32. A passagem da Escritura, que ia lendo, era esta: Como ovelha, foi levado
ao matadouro; e como cordeiro mudo diante do que o tosquia, ele não
abriu a sua boca.
33. Na sua humilhação foi consumado o seu julgamento. Quem poderá
contar a sua descendência? Pois a sua vida foi tirada da terra (Is 53,7s.).
34. O eunuco disse a Filipe: Rogo-te que me digas de quem disse isto o profeta:
de si mesmo ou de outrem?
35. Começou então Filipe a falar, e, principiando por essa passagem
da Escritura, anunciou-lhe Jesus.
36. Continuando o caminho, encontraram água. Disse então o eunuco:
Eis aí a água. Que impede que eu seja batizado?
37. [Filipe respondeu: Se crês de todo o coração, podes
sê-lo. Eu creio, disse ele, que Jesus Cristo é o Filho de Deus.]
38. E mandou parar o carro. Ambos desceram à água e Filipe batizou
o eunuco.
39. Mal saíram da água, o Espírito do Senhor arrebatou
Filipe dos olhares do eunuco, que, cheio de alegria, continuou o seu caminho.
40. Filipe, entretanto, foi transportado a Azoto. Passando além, pregava
o Evangelho em todas as cidades, até que chegou a Cesaréia.
Capítulo 9
1. Enquanto isso, Saulo só respirava ameaças e
morte contra os discípulos do Senhor. Apresentou-se ao príncipe
dos sacerdotes,
2. e pediu-lhe cartas para as sinagogas de Damasco, com o fim de levar presos
a Jerusalém todos os homens e mulheres que achasse seguindo essa doutrina.
3. Durante a viagem, estando já perto de Damasco, subitamente o cercou
uma luz resplandecente vinda do céu.
4. Caindo por terra, ouviu uma voz que lhe dizia: Saulo, Saulo, por que me
persegues?
5. Saulo disse: Quem és, Senhor? Respondeu ele: Eu sou Jesus, a quem
tu persegues. [Duro te é recalcitrar contra o aguilhão.

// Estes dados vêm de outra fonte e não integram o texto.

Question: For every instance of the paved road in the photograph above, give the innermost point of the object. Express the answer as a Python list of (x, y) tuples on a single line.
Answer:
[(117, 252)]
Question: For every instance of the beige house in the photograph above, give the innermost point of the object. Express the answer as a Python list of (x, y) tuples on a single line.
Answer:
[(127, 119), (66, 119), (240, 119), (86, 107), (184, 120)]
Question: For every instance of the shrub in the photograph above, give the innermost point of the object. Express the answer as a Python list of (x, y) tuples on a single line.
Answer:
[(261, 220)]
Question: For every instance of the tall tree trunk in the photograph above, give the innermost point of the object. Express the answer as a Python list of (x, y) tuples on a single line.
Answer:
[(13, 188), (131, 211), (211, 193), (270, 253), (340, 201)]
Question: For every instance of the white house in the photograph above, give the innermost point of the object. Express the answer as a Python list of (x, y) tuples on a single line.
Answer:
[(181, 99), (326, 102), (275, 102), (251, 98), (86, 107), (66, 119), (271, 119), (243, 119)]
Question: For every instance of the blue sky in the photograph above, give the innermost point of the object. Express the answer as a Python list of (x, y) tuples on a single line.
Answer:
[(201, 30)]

6. Então, trêmulo e atônito, disse ele: Senhor, que queres
que eu faça? Respondeu-lhe o Senhor:] Levanta-te, entra na cidade.
Aí te será dito o que deves fazer.
7. Os homens que o acompanhavam enchiam-se de espanto, pois ouviam perfeitamente
a voz, mas não viam ninguém.
8. Saulo levantou-se do chão. Abrindo, porém, os olhos, não
via nada. Tomaram-no pela mão e o introduziram em Damasco,
9. onde esteve três dias sem ver, sem comer nem beber.

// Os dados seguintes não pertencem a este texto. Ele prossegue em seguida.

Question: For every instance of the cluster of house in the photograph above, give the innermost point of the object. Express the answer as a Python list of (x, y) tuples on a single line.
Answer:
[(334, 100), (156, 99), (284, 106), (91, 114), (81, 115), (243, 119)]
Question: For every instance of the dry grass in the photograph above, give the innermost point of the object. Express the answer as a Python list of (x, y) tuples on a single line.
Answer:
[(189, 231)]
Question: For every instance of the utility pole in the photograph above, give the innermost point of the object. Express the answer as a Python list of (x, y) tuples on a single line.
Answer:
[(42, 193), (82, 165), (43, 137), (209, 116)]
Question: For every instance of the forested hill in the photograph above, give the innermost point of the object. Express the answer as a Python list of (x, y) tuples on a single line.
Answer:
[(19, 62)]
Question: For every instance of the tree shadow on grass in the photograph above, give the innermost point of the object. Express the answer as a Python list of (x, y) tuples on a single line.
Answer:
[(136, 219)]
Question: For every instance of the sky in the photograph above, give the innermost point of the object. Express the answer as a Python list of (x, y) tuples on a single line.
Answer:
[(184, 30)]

10. Havia em Damasco um discípulo chamado Ananias. O Senhor, numa visão,
lhe disse: Ananias! Eis-me aqui, Senhor, respondeu ele.
11. O Senhor lhe ordenou: Levanta-te e vai à rua Direita, e pergunta
em casa de Judas por um homem de Tarso, chamado Saulo; ele está orando.
12. (Este via numa visão um homem, chamado Ananias, entrar e impor-lhe
as mãos para recobrar a vista.)
13. Ananias respondeu: Senhor, muitos já me falaram deste homem, quantos
males fez aos teus fiéis em Jerusalém.